The first contract you make with the opening of the story. If you open with a murder, readers expect a murder mystery, so you need to close it with the resolution of that murder. If you start with murder, then switch to the victim's wife and how it disrupted her life, and end with the widow setting her life in order without the murder being solved, the contact is broken and reader will be disappointed. However, if you open it with the victim's wife, and then continue with how the murder impacted her life, you can not close with the resolution of the murder without showing how the wife set her life in order. The opening conflict sets the type and the focus of the story, and you need to resolve that conflict before the story ends. Other things may happen in the meantime - for example, if you opened with the victim's wife, catching his killer will be an interesting bonus to the story, but the reader will still focus on the widow and her life. You need to tell the reader what to expect from the story from the very beginning. For example, I got very irritated once when I was reading a story that was set on a spaceship, when about a chapter into the story a vampire appeared. I was assuming, based on the beginning of the story, that I was reading a science fiction story, not a fantasy. I felt cheated, it annoyed me so much I stopped reading.

The second contract is happening throughout the rest of the story. If you spend some time on something, the reader will expect that thing to matter to the story. Since you already mentioned that, I won't go into it here.

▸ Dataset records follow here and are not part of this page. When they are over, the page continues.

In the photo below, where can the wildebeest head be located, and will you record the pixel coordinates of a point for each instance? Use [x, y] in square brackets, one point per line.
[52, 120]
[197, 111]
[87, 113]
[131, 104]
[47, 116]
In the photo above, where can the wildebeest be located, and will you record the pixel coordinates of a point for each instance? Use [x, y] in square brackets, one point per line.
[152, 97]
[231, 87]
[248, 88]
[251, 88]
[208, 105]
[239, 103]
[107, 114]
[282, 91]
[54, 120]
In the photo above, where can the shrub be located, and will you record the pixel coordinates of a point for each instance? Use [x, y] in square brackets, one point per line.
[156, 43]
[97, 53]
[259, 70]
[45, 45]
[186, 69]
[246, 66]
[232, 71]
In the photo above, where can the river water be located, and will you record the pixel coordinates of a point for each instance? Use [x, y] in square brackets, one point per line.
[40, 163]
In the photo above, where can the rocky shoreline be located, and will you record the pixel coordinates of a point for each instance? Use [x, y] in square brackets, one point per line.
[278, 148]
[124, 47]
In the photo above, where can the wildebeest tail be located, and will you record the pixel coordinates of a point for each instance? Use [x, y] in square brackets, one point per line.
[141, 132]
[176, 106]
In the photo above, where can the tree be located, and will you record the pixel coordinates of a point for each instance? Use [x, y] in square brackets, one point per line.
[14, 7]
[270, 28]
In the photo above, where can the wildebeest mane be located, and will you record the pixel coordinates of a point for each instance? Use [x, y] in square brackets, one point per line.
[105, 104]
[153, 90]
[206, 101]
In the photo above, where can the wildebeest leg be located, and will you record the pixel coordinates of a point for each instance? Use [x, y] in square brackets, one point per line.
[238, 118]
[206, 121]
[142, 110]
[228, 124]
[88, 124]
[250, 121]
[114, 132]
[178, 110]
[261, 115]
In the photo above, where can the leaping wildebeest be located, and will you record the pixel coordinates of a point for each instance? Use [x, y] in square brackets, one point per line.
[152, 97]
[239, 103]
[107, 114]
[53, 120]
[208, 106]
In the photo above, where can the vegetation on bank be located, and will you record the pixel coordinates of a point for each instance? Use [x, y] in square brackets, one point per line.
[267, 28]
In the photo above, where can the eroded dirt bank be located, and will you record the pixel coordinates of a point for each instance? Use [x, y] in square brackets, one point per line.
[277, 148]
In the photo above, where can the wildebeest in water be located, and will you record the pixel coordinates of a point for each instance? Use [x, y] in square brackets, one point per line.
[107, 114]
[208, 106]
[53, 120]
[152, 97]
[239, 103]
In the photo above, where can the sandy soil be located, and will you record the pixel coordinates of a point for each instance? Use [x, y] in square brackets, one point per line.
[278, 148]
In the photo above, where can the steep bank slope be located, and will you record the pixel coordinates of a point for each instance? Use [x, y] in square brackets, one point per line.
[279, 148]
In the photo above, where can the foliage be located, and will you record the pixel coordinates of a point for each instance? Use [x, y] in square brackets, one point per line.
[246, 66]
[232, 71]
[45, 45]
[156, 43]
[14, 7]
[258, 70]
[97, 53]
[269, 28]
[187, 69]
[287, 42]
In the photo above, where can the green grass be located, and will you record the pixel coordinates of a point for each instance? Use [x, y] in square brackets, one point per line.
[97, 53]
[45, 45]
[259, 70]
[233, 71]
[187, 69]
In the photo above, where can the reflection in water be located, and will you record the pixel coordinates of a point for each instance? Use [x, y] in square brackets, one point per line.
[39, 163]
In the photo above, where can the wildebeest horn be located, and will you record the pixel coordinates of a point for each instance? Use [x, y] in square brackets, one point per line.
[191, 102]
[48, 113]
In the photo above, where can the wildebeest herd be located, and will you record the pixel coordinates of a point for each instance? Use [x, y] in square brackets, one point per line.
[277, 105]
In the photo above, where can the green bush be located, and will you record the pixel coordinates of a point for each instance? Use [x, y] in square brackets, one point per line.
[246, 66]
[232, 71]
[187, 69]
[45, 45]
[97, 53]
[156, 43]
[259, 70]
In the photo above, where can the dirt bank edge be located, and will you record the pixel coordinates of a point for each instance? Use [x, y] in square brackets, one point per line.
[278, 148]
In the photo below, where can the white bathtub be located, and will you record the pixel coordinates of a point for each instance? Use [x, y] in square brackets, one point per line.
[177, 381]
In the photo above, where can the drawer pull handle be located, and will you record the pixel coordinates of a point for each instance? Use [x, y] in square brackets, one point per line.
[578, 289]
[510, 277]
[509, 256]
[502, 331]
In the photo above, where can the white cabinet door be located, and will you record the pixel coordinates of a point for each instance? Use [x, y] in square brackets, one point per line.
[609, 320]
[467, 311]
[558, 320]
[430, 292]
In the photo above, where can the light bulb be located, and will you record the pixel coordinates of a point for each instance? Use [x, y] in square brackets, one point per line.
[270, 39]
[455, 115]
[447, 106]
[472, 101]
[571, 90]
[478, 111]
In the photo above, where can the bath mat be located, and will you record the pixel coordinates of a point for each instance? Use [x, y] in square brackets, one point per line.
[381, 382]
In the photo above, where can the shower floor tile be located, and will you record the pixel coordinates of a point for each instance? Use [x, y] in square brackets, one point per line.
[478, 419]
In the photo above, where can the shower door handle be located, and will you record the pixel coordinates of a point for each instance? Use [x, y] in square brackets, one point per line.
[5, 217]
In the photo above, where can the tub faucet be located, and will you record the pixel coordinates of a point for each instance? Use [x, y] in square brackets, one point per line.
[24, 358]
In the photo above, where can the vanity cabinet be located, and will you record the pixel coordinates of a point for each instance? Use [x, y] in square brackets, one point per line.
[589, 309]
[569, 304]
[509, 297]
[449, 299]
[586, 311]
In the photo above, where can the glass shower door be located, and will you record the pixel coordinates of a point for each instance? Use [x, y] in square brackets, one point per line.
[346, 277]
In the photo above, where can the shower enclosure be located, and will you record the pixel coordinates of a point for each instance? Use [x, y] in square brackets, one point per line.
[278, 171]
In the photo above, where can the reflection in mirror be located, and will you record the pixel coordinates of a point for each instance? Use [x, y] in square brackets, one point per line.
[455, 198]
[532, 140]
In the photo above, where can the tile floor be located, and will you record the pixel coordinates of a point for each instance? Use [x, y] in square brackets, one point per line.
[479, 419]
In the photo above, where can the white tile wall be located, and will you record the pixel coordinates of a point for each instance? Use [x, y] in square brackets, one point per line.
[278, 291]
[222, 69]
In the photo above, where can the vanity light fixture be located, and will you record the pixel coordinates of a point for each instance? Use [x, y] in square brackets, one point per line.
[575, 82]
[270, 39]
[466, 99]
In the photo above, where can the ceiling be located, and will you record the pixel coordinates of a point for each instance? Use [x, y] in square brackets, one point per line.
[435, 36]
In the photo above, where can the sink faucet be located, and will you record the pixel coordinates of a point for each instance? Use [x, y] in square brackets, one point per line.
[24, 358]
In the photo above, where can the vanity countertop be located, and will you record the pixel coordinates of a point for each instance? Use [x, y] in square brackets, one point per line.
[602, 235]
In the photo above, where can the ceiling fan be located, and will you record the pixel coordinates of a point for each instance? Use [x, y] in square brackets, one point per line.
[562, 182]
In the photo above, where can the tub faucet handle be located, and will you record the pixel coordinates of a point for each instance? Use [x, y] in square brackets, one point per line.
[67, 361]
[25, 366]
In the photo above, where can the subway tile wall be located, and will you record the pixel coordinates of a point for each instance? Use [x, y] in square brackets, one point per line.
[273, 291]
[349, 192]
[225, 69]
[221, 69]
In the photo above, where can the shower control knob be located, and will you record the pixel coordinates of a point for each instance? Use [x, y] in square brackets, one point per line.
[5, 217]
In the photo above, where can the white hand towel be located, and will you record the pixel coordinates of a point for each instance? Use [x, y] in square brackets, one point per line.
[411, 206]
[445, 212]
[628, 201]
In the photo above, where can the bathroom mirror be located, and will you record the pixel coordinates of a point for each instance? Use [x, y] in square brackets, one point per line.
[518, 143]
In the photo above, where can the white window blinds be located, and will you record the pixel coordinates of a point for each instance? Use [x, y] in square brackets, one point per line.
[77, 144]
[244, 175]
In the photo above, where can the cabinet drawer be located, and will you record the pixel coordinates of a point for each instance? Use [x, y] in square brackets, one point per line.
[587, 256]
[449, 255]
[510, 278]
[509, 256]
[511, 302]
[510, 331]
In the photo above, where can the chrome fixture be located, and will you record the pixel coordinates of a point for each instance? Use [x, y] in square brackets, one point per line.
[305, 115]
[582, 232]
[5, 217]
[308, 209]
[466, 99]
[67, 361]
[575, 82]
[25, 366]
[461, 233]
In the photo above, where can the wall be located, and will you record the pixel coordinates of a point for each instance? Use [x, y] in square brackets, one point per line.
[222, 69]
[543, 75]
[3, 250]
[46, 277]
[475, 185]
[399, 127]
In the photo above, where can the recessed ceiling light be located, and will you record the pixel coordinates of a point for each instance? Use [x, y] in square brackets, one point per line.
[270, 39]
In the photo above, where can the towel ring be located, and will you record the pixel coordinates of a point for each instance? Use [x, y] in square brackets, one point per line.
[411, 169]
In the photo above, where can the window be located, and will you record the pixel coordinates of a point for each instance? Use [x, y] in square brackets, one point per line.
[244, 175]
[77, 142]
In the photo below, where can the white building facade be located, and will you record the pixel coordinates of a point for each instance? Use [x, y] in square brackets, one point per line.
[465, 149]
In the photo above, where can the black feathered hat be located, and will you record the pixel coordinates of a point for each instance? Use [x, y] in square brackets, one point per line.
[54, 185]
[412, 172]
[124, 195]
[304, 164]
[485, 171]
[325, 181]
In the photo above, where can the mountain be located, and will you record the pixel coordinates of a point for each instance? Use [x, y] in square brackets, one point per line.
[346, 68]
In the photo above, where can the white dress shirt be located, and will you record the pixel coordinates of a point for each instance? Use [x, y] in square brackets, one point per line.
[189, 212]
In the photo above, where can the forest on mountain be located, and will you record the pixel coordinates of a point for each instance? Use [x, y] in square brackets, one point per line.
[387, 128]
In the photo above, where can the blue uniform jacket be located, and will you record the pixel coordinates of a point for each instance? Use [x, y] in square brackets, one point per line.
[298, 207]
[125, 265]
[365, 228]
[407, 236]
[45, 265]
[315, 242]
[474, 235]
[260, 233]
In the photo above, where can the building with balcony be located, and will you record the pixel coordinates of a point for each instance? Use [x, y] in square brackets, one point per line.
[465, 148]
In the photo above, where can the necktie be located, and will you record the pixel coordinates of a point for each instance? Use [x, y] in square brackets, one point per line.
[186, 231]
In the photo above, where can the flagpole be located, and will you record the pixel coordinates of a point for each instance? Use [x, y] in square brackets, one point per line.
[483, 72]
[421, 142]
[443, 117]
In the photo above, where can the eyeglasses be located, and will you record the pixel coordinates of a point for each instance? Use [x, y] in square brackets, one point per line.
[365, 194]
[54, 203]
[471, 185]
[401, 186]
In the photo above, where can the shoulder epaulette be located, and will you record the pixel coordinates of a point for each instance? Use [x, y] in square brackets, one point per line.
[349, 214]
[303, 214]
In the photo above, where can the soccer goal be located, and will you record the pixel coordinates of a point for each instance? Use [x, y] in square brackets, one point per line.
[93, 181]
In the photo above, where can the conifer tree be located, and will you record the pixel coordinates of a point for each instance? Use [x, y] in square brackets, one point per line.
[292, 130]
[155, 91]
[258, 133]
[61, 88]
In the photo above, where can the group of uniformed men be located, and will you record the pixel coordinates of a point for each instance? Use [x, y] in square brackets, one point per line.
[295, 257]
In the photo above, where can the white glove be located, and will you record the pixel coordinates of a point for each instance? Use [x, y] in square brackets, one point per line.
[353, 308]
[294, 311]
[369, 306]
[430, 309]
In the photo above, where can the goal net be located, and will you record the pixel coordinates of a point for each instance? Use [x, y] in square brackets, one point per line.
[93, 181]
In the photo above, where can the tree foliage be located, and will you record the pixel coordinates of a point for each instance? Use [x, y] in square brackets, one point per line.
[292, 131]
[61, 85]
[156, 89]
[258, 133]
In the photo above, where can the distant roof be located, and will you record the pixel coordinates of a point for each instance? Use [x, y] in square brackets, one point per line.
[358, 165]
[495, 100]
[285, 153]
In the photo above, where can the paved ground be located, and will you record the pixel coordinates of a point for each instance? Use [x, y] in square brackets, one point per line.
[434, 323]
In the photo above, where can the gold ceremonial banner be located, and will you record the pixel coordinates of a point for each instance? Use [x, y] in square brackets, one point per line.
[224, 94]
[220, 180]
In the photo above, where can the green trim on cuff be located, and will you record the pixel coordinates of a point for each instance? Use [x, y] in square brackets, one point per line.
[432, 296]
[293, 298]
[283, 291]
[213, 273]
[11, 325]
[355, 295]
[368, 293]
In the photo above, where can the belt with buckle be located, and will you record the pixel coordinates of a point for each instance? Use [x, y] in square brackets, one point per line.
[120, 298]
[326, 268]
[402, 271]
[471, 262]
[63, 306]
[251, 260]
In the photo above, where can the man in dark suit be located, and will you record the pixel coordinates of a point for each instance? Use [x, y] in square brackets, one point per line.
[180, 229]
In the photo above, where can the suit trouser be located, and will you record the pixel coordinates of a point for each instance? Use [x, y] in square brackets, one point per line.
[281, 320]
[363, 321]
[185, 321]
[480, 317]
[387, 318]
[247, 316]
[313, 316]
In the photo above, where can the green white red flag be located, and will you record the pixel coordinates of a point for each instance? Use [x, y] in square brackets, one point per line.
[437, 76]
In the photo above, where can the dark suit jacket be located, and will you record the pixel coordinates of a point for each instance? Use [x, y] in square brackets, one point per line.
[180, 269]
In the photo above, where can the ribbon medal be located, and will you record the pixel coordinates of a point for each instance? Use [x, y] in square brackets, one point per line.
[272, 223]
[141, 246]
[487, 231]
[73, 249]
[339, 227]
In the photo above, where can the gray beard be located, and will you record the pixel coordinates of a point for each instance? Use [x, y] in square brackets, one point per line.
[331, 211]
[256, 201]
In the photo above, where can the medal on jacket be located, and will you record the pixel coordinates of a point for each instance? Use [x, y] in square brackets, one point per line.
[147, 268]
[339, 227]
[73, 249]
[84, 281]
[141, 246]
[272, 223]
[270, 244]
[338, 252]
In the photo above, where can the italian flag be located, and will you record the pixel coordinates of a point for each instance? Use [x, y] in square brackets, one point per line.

I remembered an interesting example in "A Song For Arbonne" by Guy Gavriel Kay. The book starts with a Prologue that happens some 10-15 years before the main plot (one nobleman sleeps with another nobleman's wife), and while it's not the main plot (the main plot is a war with another country), and not even directly connected to the main character, that initial conflict shapes the events of the whole story. Even the resolving of the "main" conflict depended heavily on that first conflict. It's not until the very end that the first conflict got resolved (just after the "main" conflict), and everything that happens after that just wraps up the ending.